One of the benefits of sites like the Centre for Policy Development is the freedom to step outside the daily news cycle — or the mind-numbing minutiae of technocratic policy debates — and look at the bigger picture. This is important, because behind the day to day tussles over specific reform agendas, there is always a deeper and more fundamental struggle, where every debate about solutions to long-term unemployment is also a debate about human nature; every debate about poverty alleviation is also a debate about what constitutes an acceptable level of inequality; and every debate about the level of social spending is also a debate about whether there is such a thing as society, and, if so, what a good one would look like.

For a long time the advocates of fair and sustainable policies have, on the whole, been losing this debate — in parliaments, in the mainstream media, and in significant chunks of Australian society. A huge amount has been written — much of it in the Centre for Policy Development — about why this is so. Some possible explanations are that:

  • a lot of time is spent saying ‘no’ without articulating what ‘yes’ might look like. More energy is invested in defending the status quo or ‘turning back the clock’ than in developing new ideas for positive change;
  • when alternatives are proposed, they often turn into ‘shopping lists’ — demands are made for more funding or specific incremental reforms, without explaining the underlying values on which those demands are based;
  • we often suffer from the same short-term thinking that we criticise in our political parties, by failing to plan for and invest in the future.

The Centre for Policy Development‘s policy portal is an attempt to overcome some of these problems by going back to first principles: Why do we have a public health system? What rights should we have at work? What is the purpose of a public broadcaster? In this way we hope to reinvent public policy to fulfil its original purpose — enabling citizens to cooperate to build our common wealth in ways that disconnected individuals and unfettered markets cannot.
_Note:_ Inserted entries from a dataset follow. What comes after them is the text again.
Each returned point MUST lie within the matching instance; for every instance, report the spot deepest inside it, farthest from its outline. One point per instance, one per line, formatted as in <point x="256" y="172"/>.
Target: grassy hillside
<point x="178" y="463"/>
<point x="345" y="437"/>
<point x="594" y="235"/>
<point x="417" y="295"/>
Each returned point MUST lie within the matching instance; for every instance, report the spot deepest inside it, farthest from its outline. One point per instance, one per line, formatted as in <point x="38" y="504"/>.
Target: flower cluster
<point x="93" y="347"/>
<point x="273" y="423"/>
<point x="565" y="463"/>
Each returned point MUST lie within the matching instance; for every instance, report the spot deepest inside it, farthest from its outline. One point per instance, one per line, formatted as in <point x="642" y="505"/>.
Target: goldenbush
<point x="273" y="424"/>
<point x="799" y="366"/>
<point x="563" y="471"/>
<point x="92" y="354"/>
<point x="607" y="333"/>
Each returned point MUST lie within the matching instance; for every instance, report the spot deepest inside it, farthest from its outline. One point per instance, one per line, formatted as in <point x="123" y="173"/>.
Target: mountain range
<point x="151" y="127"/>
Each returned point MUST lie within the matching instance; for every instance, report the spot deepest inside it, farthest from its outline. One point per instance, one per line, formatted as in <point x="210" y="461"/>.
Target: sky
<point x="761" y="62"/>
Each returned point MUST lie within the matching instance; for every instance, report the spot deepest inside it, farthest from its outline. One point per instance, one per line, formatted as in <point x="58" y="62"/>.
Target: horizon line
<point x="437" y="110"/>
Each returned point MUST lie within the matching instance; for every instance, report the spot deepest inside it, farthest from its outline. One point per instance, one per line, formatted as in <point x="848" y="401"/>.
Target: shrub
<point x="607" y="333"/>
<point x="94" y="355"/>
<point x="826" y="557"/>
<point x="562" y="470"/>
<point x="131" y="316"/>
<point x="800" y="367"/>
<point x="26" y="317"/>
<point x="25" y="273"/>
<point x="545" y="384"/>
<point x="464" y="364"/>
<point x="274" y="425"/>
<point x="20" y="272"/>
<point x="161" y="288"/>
Next year the Policy Portal will continue its transformation into a pluralist, public-interest think-tank. This will involve a few changes. We’ll be releasing more policy proposals and discussion papers. The policy edition will be published monthly instead of weekly, with a greater variety of articles and an even stronger focus on new ideas. We’ll be holding more events and engaging more actively in public debates, particularly in the lead-up to the federal election.

The Centre for Policy Development readers will probably be familiar with the argument that the short-term thinking of Australian governments is damaging our long-term interests. Too often election announcements are nothing more than vague promises shaped to reflect the latest polls of swinging voters or marginal seats, yet insubstantial enough to be easily forgotten after the election – we can expect more of this in 2007. We deserve better.

In response to every major policy announcement by either major political party the Policy Portal will be asking questions like:

  • Does it rob from the future to feed the present?
  • Is it based on consistent principles and honestly held beliefs or is it a marketing campaign dressed up as policy?
  • Does it give more people the chance to participate in the decisions that affect their lives, or does it concentrate power and influence in fewer hands?

For every criticism of the policies on offer we will follow the TAAA principle: There Are Always Alternatives. We will provide a permanent home for our readers and contributors to seek out, develop, and spread the word about those alternatives.

Thank you to all the Centre for Policy Development readers for your support in 2006 — we look forward to hearing your ideas in 2007!